Le projet de résolution revient également sur le cas de Maati Monjib, «détenu en décembre 2020 pendant 3 mois pour des accusations de sécurité nationale et de fraude et reste soumis à des conditions restrictives de mise en liberté sous caution» ainsi que celui d’Omar Radi, arrêté pour soupçons d’espionnage en juin 2020 «peu après qu’Amnesty International a signalé que les autorités marocaines avaient piraté son téléphone et surveillé ses activités».

Le projet de résolution vise notamment à «condamner toutes les actions dans le monde qui répriment la liberté de la presse», à «demander la libération inconditionnelle et immédiate de tous les journalistes détenus à tort» et à «appeler le président et le secrétaire d’État à promouvoir le respect et la protection de la liberté de la presse dans le monde».
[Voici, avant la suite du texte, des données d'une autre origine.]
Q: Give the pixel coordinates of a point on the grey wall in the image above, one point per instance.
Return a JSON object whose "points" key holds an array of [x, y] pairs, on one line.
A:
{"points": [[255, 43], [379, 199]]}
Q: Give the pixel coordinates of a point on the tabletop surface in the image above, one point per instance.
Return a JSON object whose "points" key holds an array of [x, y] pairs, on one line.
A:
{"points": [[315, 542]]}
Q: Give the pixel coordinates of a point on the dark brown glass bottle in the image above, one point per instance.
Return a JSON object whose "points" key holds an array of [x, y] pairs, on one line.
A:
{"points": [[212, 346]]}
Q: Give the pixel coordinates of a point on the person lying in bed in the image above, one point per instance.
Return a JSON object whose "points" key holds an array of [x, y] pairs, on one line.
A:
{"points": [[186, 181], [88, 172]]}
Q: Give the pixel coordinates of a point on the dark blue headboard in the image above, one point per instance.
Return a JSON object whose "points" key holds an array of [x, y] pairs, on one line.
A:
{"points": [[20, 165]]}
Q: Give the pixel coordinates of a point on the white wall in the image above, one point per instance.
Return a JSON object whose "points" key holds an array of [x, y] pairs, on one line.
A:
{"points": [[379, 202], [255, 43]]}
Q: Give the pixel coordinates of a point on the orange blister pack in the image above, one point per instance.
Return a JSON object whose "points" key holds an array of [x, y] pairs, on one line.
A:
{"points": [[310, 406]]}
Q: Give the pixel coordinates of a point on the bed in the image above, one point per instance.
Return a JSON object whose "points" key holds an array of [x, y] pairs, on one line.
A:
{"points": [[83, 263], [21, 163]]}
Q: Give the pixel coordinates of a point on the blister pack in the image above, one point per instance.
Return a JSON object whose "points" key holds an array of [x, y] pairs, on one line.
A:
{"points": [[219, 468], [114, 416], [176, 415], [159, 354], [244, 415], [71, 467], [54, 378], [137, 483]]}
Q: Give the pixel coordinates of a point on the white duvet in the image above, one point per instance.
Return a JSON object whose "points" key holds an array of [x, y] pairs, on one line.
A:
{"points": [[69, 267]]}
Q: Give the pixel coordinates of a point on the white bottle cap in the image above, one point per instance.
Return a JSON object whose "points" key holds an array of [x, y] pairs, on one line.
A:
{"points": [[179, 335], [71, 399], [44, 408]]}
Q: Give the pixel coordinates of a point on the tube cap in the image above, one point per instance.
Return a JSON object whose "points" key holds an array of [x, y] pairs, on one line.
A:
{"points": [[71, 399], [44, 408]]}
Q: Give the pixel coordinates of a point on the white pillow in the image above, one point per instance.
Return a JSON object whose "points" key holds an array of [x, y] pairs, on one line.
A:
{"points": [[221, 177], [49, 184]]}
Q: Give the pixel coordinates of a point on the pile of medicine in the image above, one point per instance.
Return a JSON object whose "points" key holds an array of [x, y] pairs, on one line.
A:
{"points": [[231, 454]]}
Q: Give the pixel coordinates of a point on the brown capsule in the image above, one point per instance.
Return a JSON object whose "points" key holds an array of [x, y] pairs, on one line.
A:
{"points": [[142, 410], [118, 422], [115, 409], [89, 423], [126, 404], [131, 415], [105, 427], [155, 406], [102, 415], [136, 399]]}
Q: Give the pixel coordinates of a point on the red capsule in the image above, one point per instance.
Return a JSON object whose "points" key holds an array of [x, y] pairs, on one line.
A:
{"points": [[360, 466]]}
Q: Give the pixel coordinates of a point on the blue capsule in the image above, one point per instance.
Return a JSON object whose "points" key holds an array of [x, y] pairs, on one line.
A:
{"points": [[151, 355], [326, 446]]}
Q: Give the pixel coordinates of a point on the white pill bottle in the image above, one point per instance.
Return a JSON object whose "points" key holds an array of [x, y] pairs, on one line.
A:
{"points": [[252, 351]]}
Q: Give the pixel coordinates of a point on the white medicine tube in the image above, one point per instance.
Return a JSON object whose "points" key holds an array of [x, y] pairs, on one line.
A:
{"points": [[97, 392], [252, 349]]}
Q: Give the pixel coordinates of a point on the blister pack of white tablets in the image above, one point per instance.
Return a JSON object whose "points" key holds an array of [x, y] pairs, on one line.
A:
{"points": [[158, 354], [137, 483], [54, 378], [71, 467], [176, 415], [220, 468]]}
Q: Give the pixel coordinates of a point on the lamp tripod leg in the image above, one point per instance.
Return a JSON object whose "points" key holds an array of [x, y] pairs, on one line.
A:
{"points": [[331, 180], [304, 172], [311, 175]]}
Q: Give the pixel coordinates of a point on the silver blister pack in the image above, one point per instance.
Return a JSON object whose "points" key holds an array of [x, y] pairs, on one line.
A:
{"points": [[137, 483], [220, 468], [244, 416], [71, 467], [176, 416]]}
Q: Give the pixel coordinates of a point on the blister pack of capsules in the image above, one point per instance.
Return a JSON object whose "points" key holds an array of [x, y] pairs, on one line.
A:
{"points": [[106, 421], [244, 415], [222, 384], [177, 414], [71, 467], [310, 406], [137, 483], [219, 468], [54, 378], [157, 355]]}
À rappeler qu’en mars 2022, le département d’État des États-Unis a exprimé de nouveau son «inquiétude» du processus judiciaire qui a conduit à la condamnation, en appel, du journaliste Omar Radi. Une deuxième réaction après celle exprimée, en juillet 2021, par le porte-parole du Département d’État américain, Ned Price. Le même mois, les États-Unis s’étaient montrés «préoccupés par la condamnation du journaliste Souleiman Raissouni, à cinq ans de prison ferme», affirmant que «le processus judiciaire qui a conduit à ce verdict contredit la promesse fondamentale du système marocain de la tenue de procès équitables pour les personnes accusées de crime».

Le secrétaire d’État américain Antony Blinken a déjà soulevé la question des droits de l’Homme, avec son homologue Nasser Bourita, à plusieurs reprises, notamment en novembre 2021 à Washington, le 28 juin 2021 à Rome ainsi que lors de l’appel téléphonique du 30 avril 2021.